You shouldn't use a stick bow with a bum shoulder. Also limit your shots at first, no more than four to eight and rest at least one minute between shots to go easy on that torn cuff. In your spare time, hook your hands together like a railroad car coupling and slooowly try to pull them apart, stopping when you start to feel pain in the shoulder. This old Charles Atlas Dynamic Tension excersize will strengthen the shoulder and the back muscles. This is also a good excersize when in the treestand. You can also do it by pushing your hands apart palms together in the same position to strengthen the quadraceps. Believe me, you can practice all you can, but after a few hours sitting still, drawing when injured can be almost impossible. Back muscles should be doing the workload when shooting a bow, so make sure you feel the back muscles pulling when at full draw. Draw sloowly and smoothly, do not jerk the string back, and don't move your release hand until the arrow hits the target. One last thing, just shoot at the target, don't try to hit a bullseye until you can effortlessly draw. Stand ten yards away and shoot with your eyes closed, so you will learn to "feel" a good release. If I haven't shot for a couple of weeks, I stand ten yards back and shoot with my eyes closed until I "feel" the perfect release come back.


----------



## suburbanite (Jul 27, 2006)

Right now my only ambition is to shoot targets. Once I have some skill then I'm thinking maybe turkeys rather than deer--I'm only one person and don't have a freezer, plus I'm not real jazzed on venison. Dark meat turkey would be great.


----------



## suburbanite (Jul 27, 2006)

I haven't shot with a whisker biscuit before. For now I'm sticking with the simple and familiar. Once I'm consistent enough to find the equipment limiting then I'll upgrade.


----------



## james dilley (Mar 21, 2004)

Ah bows what can I say?? I have 5 bows right now. One wooden Indian Archery bow. One bear bow Left handed Of course. A 50# fiberglass whitetail hunter by bear Left hand Again. As A right handed bow would be Worthless to me. And of course A regular recurve, 45# and one I loaned my nephew money on A compound Junk right hand bow.. I say junk because I can't use it. Its in good shape. I Also have A 50# crossbow pistol But the sport of bow shooting I used to LOVE to shoot back A few years ago! Have fun Good luck!!!


----------



## jross (Sep 3, 2006)

When I was setting up bows, I had to shoot both right and left hand bows righthanded, being right eyed dominate. I didn't have any problem shooting a left hand bow righthanded. Give it a try sometime. 

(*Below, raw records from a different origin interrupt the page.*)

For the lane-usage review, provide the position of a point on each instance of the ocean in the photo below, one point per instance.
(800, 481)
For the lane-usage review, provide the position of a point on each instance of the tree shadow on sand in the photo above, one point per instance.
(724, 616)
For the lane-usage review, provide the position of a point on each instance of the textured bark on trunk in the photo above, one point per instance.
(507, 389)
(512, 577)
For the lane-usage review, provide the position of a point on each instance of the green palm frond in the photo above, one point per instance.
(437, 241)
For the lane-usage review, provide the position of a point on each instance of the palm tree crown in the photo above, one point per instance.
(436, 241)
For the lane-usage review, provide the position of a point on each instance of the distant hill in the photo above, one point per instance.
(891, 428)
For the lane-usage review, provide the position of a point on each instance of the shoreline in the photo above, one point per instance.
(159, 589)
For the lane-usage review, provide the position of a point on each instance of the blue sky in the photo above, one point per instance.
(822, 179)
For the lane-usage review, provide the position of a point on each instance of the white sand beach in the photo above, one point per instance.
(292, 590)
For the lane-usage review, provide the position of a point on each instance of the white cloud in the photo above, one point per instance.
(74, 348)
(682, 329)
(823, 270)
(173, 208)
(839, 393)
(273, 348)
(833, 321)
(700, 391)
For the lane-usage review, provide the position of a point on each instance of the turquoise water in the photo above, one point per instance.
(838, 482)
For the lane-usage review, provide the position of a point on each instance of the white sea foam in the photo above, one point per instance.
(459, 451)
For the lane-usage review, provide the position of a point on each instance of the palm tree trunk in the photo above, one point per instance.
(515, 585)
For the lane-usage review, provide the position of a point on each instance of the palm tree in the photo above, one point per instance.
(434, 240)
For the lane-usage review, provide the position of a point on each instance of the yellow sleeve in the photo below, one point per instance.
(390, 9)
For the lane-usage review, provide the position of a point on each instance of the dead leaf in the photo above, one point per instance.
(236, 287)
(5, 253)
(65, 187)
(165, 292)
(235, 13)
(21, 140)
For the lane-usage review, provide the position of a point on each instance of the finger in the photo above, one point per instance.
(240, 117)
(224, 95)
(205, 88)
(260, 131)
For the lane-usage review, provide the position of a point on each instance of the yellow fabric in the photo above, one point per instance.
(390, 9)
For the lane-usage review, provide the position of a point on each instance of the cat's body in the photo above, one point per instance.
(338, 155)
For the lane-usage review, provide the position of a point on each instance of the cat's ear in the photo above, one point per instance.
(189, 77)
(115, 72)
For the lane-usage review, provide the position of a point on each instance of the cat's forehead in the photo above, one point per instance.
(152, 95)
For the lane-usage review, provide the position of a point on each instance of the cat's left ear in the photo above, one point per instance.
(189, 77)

For Suburbanite; Hold out your hands directly in front of you at eye level, about 18 inches. Male a small window about 3 inches wide with your hands and look at an object about 10 to 20 yards away, centering it in the window. Hold that position and close your left eye. If the object is still in the window, you are right eye dominate. If it disappears, you are left eye dominate. Try it by closing the right eye and you will see the difference. Hopefully the guy in the archery shop checked. Many people complain about their bows or guns when they were shooting with the non dominate eye, because no one checked them for eye dominance..


----------



## jross (Sep 3, 2006)

suburbanite said:


> I haven't shot with a whisker biscuit before. For now I'm sticking with the simple and familiar. Once I'm consistent enough to find the equipment limiting then I'll upgrade.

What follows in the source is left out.